We have recently presented our work on probabilistic abstractions for proactive multi-RAT control and management at the 5GMan workshop held in conjunction with NOMS 2018. To our joy, this paper also received the “Best Paper Award”. In this paper, we motivate the need of probabilistic abstractions for monitoring and management of multi-RAT networks. We highlight the challenges involved and propose a simple, yet effective, management approach based on monitoring the empirical distribution of the estimated attainable throughput. Initial results indicate that using such probabilistic abstractions in mobile management applications for inter-RAT interface selection scenarios (WiFi-LTE) can substantially reduce the number of performance violations relative to throughput objectives (by 116%) and lead to significantly fewer handovers (by 35x) compared to state-of-the-art approaches.
The full paper is available here: http://www.diva-portal.org/smash/record.jsf?pid=diva2%3A1204509&dswid=4672
Credit
This work was done by Akhila Rao and Rebecca Steinert in the Network Intelligence group at RISE SICS. The full abstract and a link to the paper follows.
Abstract
Development towards 5G has introduced difficult challenges in effectively managing and operating heterogeneous infrastructures under highly varying network conditions. Enabling, for example, unified coordination and management of radio resources across coexisting, multiple radio access technologies (multi-RAT), require efficient representation using high-level abstractions of the radio network performance and state. Without such abstractions, users and networks cannot harvest the full potential of increased resource density and connectivity options resulting in failure to meet the ambitions of 5G.

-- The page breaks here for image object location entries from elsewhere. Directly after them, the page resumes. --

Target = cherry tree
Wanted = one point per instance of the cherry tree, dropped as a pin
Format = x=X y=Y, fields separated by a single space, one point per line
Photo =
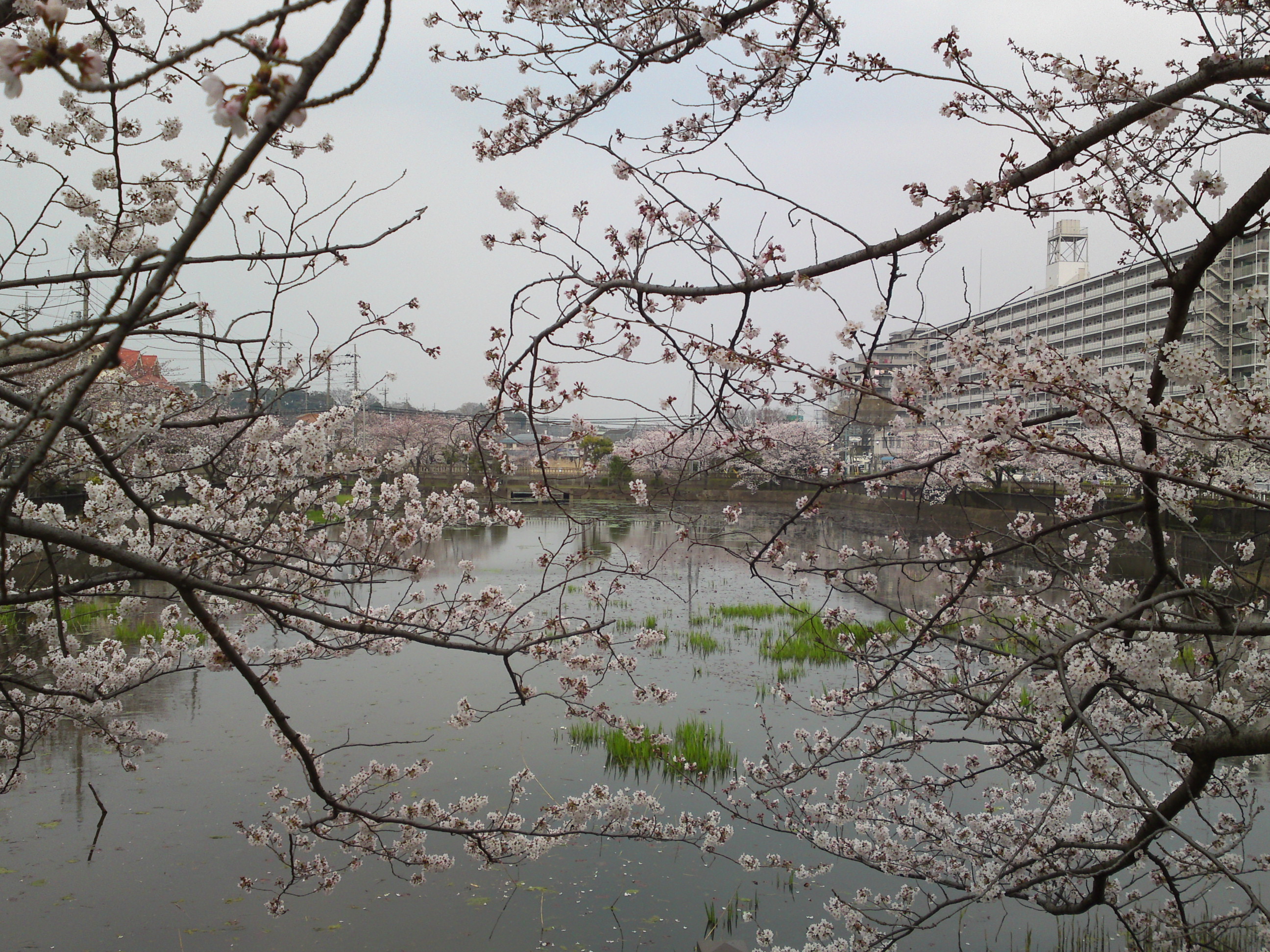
x=1048 y=728
x=1044 y=729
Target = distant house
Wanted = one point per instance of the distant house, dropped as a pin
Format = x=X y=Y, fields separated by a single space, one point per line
x=144 y=368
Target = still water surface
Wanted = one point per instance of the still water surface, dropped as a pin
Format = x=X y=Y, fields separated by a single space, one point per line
x=166 y=871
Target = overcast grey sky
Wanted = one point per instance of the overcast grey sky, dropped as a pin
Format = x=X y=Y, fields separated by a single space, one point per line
x=846 y=149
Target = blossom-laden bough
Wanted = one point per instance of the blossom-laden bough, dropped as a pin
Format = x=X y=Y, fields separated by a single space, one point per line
x=1043 y=721
x=1067 y=705
x=257 y=541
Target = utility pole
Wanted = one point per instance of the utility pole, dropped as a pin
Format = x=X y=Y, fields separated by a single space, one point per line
x=202 y=357
x=357 y=390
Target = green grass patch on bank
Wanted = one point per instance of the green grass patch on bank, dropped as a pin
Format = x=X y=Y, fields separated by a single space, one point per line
x=318 y=517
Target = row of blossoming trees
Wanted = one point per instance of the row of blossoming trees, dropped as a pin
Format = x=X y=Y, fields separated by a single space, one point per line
x=1099 y=721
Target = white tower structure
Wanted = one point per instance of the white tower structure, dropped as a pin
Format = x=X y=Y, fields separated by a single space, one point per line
x=1067 y=254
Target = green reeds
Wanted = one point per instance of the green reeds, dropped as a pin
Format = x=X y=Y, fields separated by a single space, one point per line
x=788 y=676
x=131 y=633
x=757 y=612
x=809 y=642
x=696 y=749
x=702 y=643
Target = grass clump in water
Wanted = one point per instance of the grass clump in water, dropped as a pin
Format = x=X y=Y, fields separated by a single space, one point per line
x=702 y=643
x=789 y=676
x=757 y=612
x=809 y=642
x=131 y=633
x=696 y=748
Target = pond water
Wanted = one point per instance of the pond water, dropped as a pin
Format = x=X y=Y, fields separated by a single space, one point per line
x=166 y=870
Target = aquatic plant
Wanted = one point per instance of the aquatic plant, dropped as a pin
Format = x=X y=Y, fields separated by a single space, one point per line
x=696 y=749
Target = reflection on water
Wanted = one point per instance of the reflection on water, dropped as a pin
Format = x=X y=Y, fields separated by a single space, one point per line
x=170 y=858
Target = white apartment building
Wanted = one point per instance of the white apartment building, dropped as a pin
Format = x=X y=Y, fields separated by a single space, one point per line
x=1106 y=318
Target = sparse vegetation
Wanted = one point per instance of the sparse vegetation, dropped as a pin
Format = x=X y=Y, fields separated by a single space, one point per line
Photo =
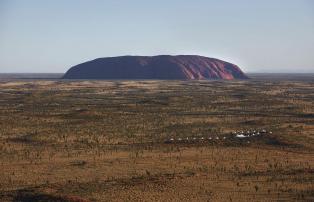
x=105 y=141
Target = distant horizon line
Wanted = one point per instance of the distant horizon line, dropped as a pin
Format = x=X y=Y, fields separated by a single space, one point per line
x=243 y=71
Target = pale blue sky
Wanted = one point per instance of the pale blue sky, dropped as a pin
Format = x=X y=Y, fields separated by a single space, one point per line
x=259 y=36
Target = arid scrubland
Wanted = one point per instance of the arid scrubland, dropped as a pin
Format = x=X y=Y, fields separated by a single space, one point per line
x=107 y=140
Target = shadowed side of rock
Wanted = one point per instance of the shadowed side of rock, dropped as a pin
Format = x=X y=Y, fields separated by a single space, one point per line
x=181 y=67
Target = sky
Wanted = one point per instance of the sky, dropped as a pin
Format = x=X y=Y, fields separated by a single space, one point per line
x=41 y=36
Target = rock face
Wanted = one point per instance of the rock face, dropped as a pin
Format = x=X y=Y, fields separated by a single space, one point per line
x=181 y=67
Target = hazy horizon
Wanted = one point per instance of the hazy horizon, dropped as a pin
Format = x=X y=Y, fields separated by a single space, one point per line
x=259 y=37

We present a generic probabilistic approach for unified estimation of performance variability based on attainable throughput of UDP traffic in multi-RATs, and evaluate the applicability in an interface selection control case (involving WiFi and LTE) based on obtaining probabilistic user performance guarantees. From simulations we observe that both users and operators can significantly benefit from this improved service availability at low network cost. Initial results indicate 1) 116% fewer performance violations and 2) 20% fewer performance violations with a reduction by 35 times in the number of handovers, compared to naive and state-of-the-art baselines, respectively.